By Conor Dougherty

New York Times News Service

It’s like Woodstock, but for housing activists.

Over the past two years the rising cost of housing in the San Francisco Bay Area and elsewhere has created a budding movement of pro-development “Yimby” (yes in my backyard) groups that advocate for building more housing in hopes of easing exploding rents and home prices.

On Friday a group of 200 or so activists from around the country, as well as Britain and Canada, convened in Oakland for the “Yimbytown” conference.

“The goal is to get people together on how to build housing and bring those ideas back to those people’s cities,” said Kieryn Darkwater, an organizer with East Bay Forward, a pro-development group whose members are regulars at City Council meetings in Oakland, Berkeley and other east-of-San Francisco cities.
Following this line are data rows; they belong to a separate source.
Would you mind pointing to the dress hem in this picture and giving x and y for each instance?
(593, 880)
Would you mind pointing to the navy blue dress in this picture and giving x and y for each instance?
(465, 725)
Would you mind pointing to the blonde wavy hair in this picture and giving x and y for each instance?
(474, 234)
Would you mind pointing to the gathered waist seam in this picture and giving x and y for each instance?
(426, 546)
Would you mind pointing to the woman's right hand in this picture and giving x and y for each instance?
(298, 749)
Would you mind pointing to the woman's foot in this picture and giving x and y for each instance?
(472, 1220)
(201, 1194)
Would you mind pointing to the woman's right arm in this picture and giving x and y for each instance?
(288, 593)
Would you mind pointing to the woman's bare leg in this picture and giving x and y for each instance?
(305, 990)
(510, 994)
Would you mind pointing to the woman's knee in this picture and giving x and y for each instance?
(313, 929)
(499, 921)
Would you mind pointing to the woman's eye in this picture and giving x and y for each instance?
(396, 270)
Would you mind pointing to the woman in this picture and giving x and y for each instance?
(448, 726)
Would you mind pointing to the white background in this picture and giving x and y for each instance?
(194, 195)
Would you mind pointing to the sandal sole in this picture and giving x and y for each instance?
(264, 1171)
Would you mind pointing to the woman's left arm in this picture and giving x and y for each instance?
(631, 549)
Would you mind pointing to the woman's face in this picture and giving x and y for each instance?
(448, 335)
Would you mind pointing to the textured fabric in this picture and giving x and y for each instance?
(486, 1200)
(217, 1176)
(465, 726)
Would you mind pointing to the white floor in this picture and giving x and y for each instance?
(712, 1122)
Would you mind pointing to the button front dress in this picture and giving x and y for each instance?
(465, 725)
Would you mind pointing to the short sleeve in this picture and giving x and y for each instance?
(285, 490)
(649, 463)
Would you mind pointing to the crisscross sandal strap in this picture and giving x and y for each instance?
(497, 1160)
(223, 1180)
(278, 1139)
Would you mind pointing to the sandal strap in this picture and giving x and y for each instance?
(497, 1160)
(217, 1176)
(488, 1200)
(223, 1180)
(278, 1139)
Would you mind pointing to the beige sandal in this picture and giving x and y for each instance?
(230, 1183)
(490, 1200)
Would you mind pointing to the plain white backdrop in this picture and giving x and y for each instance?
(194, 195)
The conference is another sign of momentum for the Yimby movement, which has clashed with the Bay Area’s liberal establishment.
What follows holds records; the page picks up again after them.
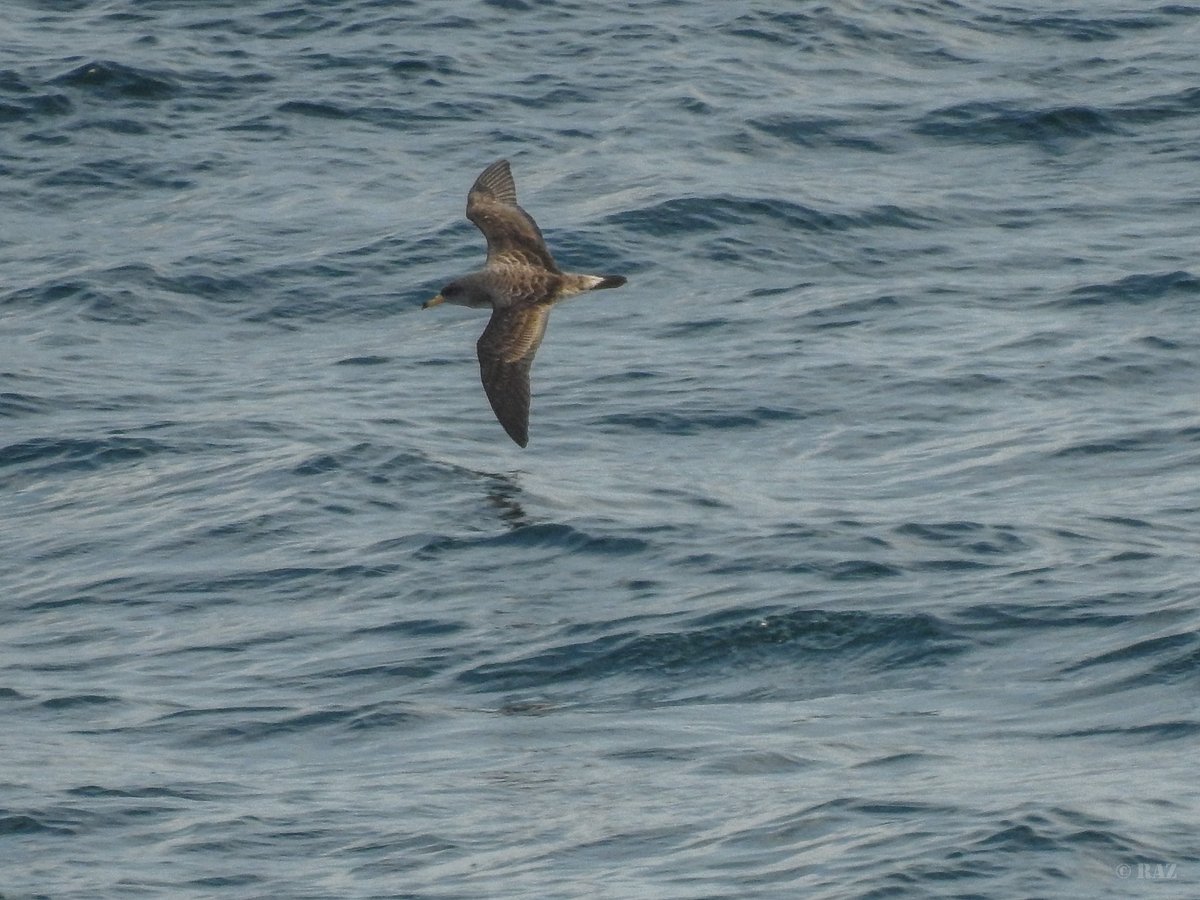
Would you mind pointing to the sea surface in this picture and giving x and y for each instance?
(856, 550)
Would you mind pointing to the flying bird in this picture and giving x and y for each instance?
(520, 282)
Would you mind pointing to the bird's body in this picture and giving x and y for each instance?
(520, 282)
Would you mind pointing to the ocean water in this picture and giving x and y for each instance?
(853, 555)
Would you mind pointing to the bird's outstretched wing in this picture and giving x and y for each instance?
(513, 237)
(505, 353)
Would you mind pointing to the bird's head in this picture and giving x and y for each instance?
(460, 293)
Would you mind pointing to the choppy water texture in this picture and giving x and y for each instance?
(855, 550)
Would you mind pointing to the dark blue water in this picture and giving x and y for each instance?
(855, 552)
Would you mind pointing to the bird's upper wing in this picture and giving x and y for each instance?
(505, 353)
(513, 237)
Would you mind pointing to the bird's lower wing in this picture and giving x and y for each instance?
(505, 354)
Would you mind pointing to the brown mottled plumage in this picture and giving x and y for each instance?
(520, 282)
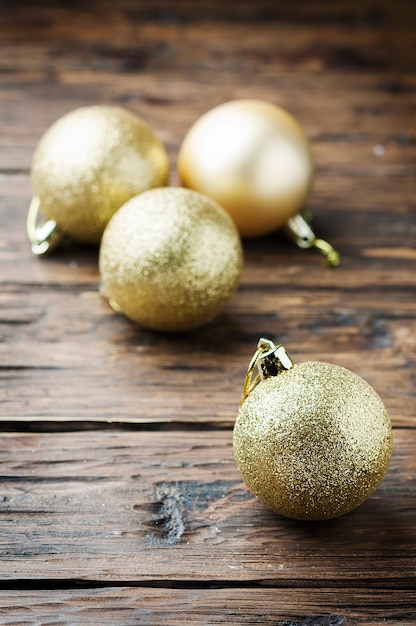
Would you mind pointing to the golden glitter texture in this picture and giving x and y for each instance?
(313, 442)
(170, 259)
(90, 162)
(253, 158)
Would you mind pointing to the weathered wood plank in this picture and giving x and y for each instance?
(65, 354)
(143, 506)
(128, 606)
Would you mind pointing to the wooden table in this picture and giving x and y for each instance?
(120, 502)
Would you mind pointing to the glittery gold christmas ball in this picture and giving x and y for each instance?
(170, 259)
(253, 158)
(90, 162)
(313, 442)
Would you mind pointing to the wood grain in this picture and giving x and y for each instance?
(170, 506)
(177, 606)
(120, 502)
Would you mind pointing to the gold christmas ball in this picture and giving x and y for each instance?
(253, 158)
(90, 162)
(170, 259)
(313, 442)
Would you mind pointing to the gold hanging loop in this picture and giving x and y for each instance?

A year ago most Yimby groups were tiny ragtag operations, but today they are pushing bills in Sacramento and have attracted enough money from Silicon Valley and elsewhere that many activists have been able to quit their day jobs to do politics full time.
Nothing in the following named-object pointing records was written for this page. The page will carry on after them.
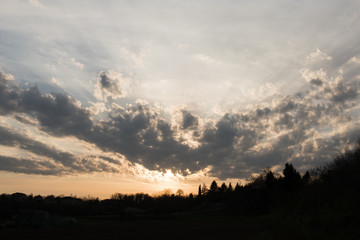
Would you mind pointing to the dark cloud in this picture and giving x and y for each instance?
(342, 93)
(236, 145)
(189, 121)
(316, 81)
(111, 85)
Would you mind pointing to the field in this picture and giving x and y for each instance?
(179, 226)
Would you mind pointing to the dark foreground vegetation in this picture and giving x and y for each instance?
(323, 203)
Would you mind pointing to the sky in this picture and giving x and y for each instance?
(99, 97)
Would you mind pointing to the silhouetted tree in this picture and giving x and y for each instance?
(223, 187)
(204, 189)
(292, 177)
(213, 187)
(230, 188)
(269, 179)
(306, 178)
(237, 187)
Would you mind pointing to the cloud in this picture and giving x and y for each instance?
(37, 4)
(111, 85)
(303, 130)
(77, 64)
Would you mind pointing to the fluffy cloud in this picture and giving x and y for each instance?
(111, 85)
(307, 129)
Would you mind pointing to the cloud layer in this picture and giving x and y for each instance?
(307, 128)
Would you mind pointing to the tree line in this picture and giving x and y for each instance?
(330, 193)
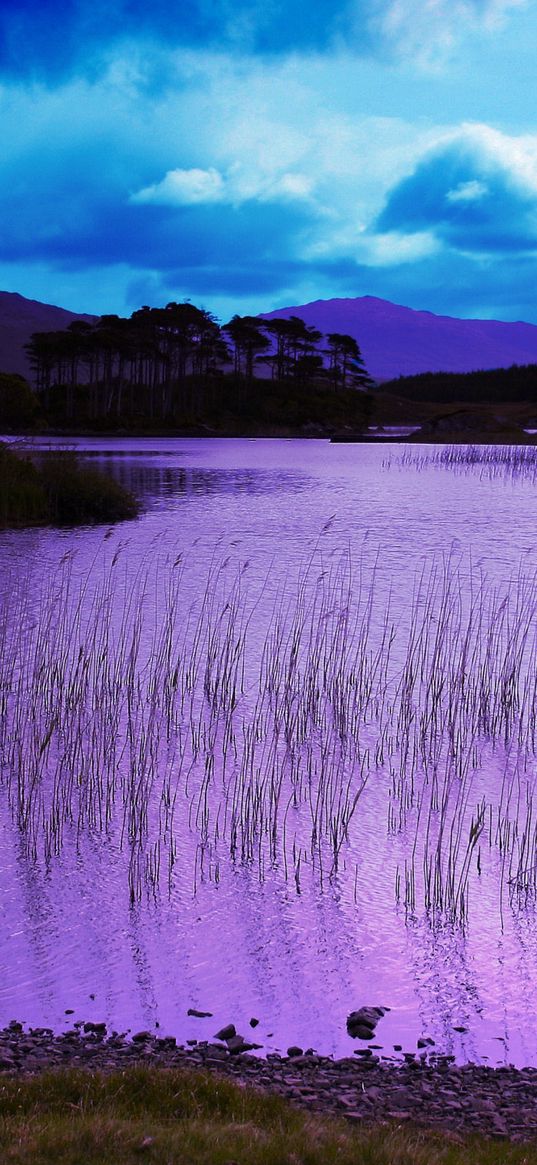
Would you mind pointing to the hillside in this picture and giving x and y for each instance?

Scott Wiener, the state senator from San Francisco who is pushing a bill that aims to force California cities to ramp up housing production, spoke at the conference Saturday.

This is actually the second Yimby meeting. The first such gathering was last year in Boulder, Colorado, and was organized by a group that included Will Toor, Boulder’s former mayor.

“It is great to see a second national Yimby conference bringing together activists from this burgeoning movement,” Toor said. “It is clearer than ever that if we really care about solving big national issues like inequality and climate change, tackling the lack of housing in thriving urban areas, caused largely by local zoning restrictions, is key.”